Greece crisis: Europe on edge over snap election

Published on 30 december 2014

Alexis Tsipras, leader of Syriza, has vowed "austerity will be history" if his left-wing party wins on 25 January.

German Finance Minister Wolfgang Schaeuble warned there was "no alternative" to Greece's reforms.

Greece's economy has begun to recover after six years of recession but many Greeks want an end to austerity.

On Monday, Greek MPs rejected the presidential candidate nominated by Prime Minister Antonis Samaras, triggering the snap election.

Stavrov Dimas, a former European commissioner, secured the votes of only 168 MPs, the same number he had won during the second vote last week.

Setback

The defeat is regarded as a major setback for eurozone countries that helped bring Greece back from the brink in 2010.

Since then €240bn (£188bn; $290bn) has been spent helping Greece pay off its debts. In return for two major bailouts, the European Union and the International Monetary Fund demanded stringent austerity measures.

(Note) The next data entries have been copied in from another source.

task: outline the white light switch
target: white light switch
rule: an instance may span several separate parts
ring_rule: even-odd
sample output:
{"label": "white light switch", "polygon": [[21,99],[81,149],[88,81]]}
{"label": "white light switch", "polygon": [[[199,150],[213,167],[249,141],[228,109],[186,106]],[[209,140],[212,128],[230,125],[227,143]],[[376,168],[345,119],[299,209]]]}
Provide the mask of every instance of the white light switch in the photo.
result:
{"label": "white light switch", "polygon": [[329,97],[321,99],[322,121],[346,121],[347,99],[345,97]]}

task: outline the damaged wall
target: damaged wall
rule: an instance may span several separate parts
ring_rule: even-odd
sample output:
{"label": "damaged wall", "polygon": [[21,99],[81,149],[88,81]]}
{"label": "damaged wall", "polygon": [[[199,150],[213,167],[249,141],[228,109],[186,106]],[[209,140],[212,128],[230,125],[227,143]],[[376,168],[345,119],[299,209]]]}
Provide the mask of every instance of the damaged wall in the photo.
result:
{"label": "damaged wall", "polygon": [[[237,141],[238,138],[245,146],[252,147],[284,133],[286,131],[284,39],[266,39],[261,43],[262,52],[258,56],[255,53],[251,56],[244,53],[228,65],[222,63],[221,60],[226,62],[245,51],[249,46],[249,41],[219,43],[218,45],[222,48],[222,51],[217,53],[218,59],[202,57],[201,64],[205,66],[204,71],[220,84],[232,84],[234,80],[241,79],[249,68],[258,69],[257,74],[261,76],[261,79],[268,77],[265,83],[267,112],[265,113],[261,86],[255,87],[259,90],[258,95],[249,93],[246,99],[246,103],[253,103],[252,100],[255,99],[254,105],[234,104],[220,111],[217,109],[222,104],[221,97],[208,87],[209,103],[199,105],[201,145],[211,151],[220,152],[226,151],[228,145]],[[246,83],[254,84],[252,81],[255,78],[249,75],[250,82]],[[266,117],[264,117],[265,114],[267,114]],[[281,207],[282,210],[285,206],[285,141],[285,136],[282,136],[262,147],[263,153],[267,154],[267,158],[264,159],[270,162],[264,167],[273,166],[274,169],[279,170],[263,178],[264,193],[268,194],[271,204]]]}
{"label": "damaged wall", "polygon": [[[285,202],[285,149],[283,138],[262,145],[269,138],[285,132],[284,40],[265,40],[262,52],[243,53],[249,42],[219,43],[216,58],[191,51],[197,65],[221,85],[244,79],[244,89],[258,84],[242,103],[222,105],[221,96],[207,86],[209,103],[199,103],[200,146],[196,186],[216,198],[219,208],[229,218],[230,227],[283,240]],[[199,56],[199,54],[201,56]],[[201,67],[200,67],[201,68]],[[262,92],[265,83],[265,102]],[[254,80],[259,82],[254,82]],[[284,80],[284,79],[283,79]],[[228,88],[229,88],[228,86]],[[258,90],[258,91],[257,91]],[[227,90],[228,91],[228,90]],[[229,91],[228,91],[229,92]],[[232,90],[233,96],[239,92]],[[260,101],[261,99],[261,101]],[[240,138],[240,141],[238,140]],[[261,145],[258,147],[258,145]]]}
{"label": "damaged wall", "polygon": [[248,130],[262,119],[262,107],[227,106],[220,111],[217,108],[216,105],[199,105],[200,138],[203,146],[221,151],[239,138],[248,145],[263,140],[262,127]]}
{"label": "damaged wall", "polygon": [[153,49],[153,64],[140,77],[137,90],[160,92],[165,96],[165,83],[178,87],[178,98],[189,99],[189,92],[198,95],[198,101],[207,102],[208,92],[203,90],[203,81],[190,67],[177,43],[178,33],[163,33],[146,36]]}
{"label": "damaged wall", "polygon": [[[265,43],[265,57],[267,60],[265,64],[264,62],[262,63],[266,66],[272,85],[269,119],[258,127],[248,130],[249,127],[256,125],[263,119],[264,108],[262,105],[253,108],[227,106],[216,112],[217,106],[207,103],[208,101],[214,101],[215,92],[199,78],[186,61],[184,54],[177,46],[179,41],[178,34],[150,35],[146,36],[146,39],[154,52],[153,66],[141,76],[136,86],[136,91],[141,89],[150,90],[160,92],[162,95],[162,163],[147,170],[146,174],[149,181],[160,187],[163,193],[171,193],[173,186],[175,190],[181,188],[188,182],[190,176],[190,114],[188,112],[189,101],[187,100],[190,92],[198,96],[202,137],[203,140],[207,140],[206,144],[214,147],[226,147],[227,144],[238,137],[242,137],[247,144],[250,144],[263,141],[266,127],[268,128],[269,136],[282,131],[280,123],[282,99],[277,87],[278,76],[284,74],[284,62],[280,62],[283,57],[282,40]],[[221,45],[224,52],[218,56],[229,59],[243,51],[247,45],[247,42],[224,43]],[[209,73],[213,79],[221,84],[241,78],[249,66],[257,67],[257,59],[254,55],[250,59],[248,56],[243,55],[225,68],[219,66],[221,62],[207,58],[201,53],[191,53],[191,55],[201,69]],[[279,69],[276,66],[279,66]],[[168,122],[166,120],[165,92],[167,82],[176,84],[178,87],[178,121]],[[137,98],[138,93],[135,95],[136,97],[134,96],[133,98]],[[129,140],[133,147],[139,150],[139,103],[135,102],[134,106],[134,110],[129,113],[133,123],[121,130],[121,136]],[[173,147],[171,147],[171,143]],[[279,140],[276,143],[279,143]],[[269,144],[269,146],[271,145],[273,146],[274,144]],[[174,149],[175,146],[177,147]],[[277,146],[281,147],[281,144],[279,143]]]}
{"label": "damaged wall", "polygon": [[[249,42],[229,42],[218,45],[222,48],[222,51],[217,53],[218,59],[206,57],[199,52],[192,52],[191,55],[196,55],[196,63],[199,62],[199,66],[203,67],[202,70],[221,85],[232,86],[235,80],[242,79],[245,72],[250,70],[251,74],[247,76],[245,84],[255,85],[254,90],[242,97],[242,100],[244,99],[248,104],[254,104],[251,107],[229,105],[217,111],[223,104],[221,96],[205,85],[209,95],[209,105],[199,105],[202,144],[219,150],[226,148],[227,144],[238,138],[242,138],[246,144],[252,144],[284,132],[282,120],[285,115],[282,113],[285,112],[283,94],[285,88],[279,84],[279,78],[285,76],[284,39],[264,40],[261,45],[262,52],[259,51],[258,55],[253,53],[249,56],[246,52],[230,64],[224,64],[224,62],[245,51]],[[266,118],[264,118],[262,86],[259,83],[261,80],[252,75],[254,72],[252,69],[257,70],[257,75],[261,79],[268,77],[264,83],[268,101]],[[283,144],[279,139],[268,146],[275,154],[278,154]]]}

Mr Tsipras, whose party has a narrow but steady lead in opinion polls, said the rejection of Mr Dimas was a "historic day for Greek democracy".

Meanwhile, Prime Minister Samaras, whose centre-right New Democracy party dominates the current ruling coalition, said the public risked finding out "how easy it is to relapse into the deepest and most dramatic crisis" after the new election, the fourth in six years of financial crisis.

Investors fear Mr Tsipras' left-wing opposition party might act on popular resentment at six years of government austerity by seeking to overhaul the international bailout deal.

In response to the vote, the IMF said talks on completing a review of the bailout, which Greece would need if it were to leave the the EU-IMF programme, would take place only when a new government was in place.

The Athens stock market fell 7% on Monday as news of the vote sank in, with bank shares among the worst affected.

Investors sold off Greek government bonds, pushing bond yields above 9%. The government's borrowing costs on 10-year bonds rose to 9.7%, in a reminder of the 2010 crisis when 10-year bonds soared above 11%.

The European Central Bank made clear its preference for Greece to continue reforming its finances rather than ending austerity measures, praising its "impressive progress" in stabilising its public finances.

Mr Schaeuble warned that things could become difficult if Greece took a "different path".

"New elections change nothing about the agreements that the Greek government has entered into," the eurozone's most powerful finance minister added. "Any new government must stick to the contractual agreements of its predecessors."